In fact, in 2020, according to the number of papers published in peer-reviewed journals, Coveo was the second most prolific AI Research player after Amazon and ex aequo with Alibaba and Home Depot. Some of those outlets are identified on the left of the chart below.
Seek Transparency, Not Evasion
In way too many cases, vendors are just slapping a sticker that says AI or ML on their products. And when AI and ML are presented as mysterious “black boxes,” it’s hard to trust. As it turns out, one of the barriers to AI adoption and a driver of mistrust is precisely this opacity and lack of “explainable AI.” People (often understandably) struggle to trust the decisions and answers that AI-powered tools provide.
There is culturally an inherent fear of the unknown surrounding technology, too. Trustworthiness involves conveying the nature of the AI models being used.
Being able to explain the inner workings of AI to key stakeholders helps businesses overcome trust issues and use AI technology to its full potential. For example, at Coveo we have witnessed significant benefits from being able to detail and explain the models that support our innovation efforts in ecommerce search.
Educating and enabling customers is one of our key missions and one of the key reasons why we started our Coveo AI Labs is to bring prospects and customers into our world to better understand the inner workings of the different AI techniques and approaches they are using and benefiting from.
For example, we’ve been writing extensively on product embeddings, an AI model that has brought Coveo’s personalization capabilities to the finest level. Coveo builds a product space converting word2vec to prod2vec. By browsing sessions we can build a dense representation of products that form a “space:” similar products (shown below) will be “close” in the space. This space can be built from just tracking data, with no human label or intervention, completely unsupervised.
The idea is that your customers reveal preferences and interests when moving from one product to the other. You can predict what’s more relevant to them because products can be considered like a space.

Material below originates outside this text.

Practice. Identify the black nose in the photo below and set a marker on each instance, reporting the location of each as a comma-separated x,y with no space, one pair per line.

Explaining tech and AI/ML with metaphors, examples, and visual illustrations always helps. For example, it is helpful to illustrate that the product space created using product embeddings resembles scenarios everyone is actually familiar with. In fact, this is actually not too different from what we would see in a department store, where different products are close to each other.

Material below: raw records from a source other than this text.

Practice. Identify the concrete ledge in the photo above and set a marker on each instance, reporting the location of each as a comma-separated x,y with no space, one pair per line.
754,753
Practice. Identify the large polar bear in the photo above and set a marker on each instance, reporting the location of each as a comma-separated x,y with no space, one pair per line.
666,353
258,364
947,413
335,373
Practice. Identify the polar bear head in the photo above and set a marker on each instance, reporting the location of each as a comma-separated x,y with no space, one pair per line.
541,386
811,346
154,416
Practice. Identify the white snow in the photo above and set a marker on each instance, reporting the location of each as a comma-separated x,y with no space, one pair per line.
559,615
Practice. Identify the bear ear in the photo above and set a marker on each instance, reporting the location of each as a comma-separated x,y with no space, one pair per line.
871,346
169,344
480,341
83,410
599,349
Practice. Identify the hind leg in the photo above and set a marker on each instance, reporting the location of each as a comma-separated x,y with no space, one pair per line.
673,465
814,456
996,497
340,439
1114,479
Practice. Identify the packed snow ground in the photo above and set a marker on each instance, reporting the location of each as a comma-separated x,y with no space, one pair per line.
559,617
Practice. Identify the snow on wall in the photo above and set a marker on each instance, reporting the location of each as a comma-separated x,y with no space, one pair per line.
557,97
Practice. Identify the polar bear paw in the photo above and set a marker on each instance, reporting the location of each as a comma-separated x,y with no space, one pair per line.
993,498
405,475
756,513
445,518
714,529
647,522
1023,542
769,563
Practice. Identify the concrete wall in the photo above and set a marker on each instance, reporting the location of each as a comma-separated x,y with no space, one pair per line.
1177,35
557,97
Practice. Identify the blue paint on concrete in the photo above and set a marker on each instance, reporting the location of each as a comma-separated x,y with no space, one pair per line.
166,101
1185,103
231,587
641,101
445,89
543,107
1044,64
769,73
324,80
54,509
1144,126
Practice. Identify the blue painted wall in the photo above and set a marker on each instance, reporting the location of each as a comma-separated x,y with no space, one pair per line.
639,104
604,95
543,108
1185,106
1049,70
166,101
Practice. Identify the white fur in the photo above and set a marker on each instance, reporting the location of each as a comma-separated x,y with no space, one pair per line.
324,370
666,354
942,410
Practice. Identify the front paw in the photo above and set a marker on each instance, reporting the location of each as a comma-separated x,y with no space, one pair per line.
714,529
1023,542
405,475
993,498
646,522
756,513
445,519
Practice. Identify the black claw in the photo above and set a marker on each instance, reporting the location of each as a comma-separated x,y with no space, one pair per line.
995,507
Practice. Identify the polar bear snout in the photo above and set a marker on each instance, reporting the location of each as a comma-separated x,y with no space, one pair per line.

Probably an even better representation of this is provided by the mannequins below, which clearly illustrate a running “theme,” showing several related products which are all relevant to a shopper interested in items for running.
Always Be Testing
Although pretty much every and any vendor nowadays can say they do AI, different technologies and solutions differ in their effectiveness. So, the key question is whether you can tell the difference in performance. That’s arguably the most important driver of differentiation.
To help organizations accept ML, it’s useful for teams to conduct A/B tests by observing both the outcomes of the AI solution under consideration. For example, at Coveo we’ve had A/B tests against just about all of our competitors and we consistently win.
Our view is that barriers to Artificial Intelligence adoption and trust can be overcome with the following recommendations: choose a leading AI player you can trust, that can clearly explain to you the models and technologies being used, and proves its value through A/B tests.
Bottom line is, of course you want to ensure that you return the most relevant products to fulfill your shoppers’ goals. But placing the onus of ensuring Relevance on merchandisers means bringing Search & Discovery technology back to the late nineties.
The ideal approach is an AI-driven one where nothing is manual—except setting the business goals you wish to achieve. A truly AI-driven approach gains intelligence and relevance from the fuel of your shopper behavioral signals. No manual intervention or
continuous control over the outputs of machine learning should be required.